Por medio de la presente misiva se decreta el exilio inmediato de los argentinos que reúnan las siguientes condiciones: _ consuman alimentos que hayan tenido un alza de más de un 15% en su valor; _asistan a institutos de enseñanza privada; _ se atrevan a vacacionar fuera del país; _ sumen a su canasta familiar insumos no reconocidos por el gobierno como propios de los sectores medios y bajos.
No cabe duda que la absurda resolución del párrafo anterior no es más que una extremista muestra en crudo del idealizar personal sobre una medida gubernamental; sin embargo, y lamentablemente, no dista demasiado de la realidad que nos aqueja.
El nuevo método de medición inflacionaria presentado y recelosamente defendido por el usurpador al trono económico, Guillermo Moreno, arriesga absurdos y restrictivos cambios en los elementos a sopesar para así obtener un Índice de Precios al Consumidor de mayor conveniencia para las figuras de poder que descansan frente a la Plaza de Mayo. Cualquier argentino, sesudo o no, caerá rápidamente en la cuenta que los criterios que propone la nueva fórmula son inviables: ¿Acaso no está uno en su derecho y, seguramente, necesidad de adquirir un comestible a pesar que éste haya sufrido una suba gravitante en su costo? ¿Acaso no están en su derecho miles de jóvenes, si les es posible, de cursar sus estudios en colegios privados? ¿Acaso no está en su derecho el ciudadano medio de ahorrar y visitar costas brasileras, uruguayas, etc? Son éstos algunos de los tópicos que el nombrado secretario de comercio interior se niega a contabilizar en el nuevo índice de inflación mensual. Alega, hipócrita, que de esta forma éste reflejará de modo más eficaz los intereses del argentino. Mejor dicho, reflejará perfectamente las aspiraciones de la única argentina que no escatima en gastos a la hora de alimentar a su familia; veranea en paradisíacas costas internacionales; envía a sus hijos a los colegios de elite... y que cada día desfila una banda celeste y blanca en su pecho.
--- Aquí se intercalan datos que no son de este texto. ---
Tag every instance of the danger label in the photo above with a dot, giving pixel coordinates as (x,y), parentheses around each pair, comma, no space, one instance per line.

El destacado irrisorio y mordaz que sobresale de la orquestación económica morenista es que lo único que logrará es pauperizar aún más la gris y desdentada imagen que sobrevuela el Indec: ayer, un organismo de prestigio y confiabilidad intachable; hoy, un maleable instrumento de manipulación y propaganda oficialista.
A riesgo de ser señalado como un opositor necio y fatalista o, peor aún, como un incurable derrotista, debo recordar que la verdadera inflación no se expresa en una versátil cifra porcentual, sino en sus consecuencias: el hambre, la carencia, la marginalidad y la insuficiencia.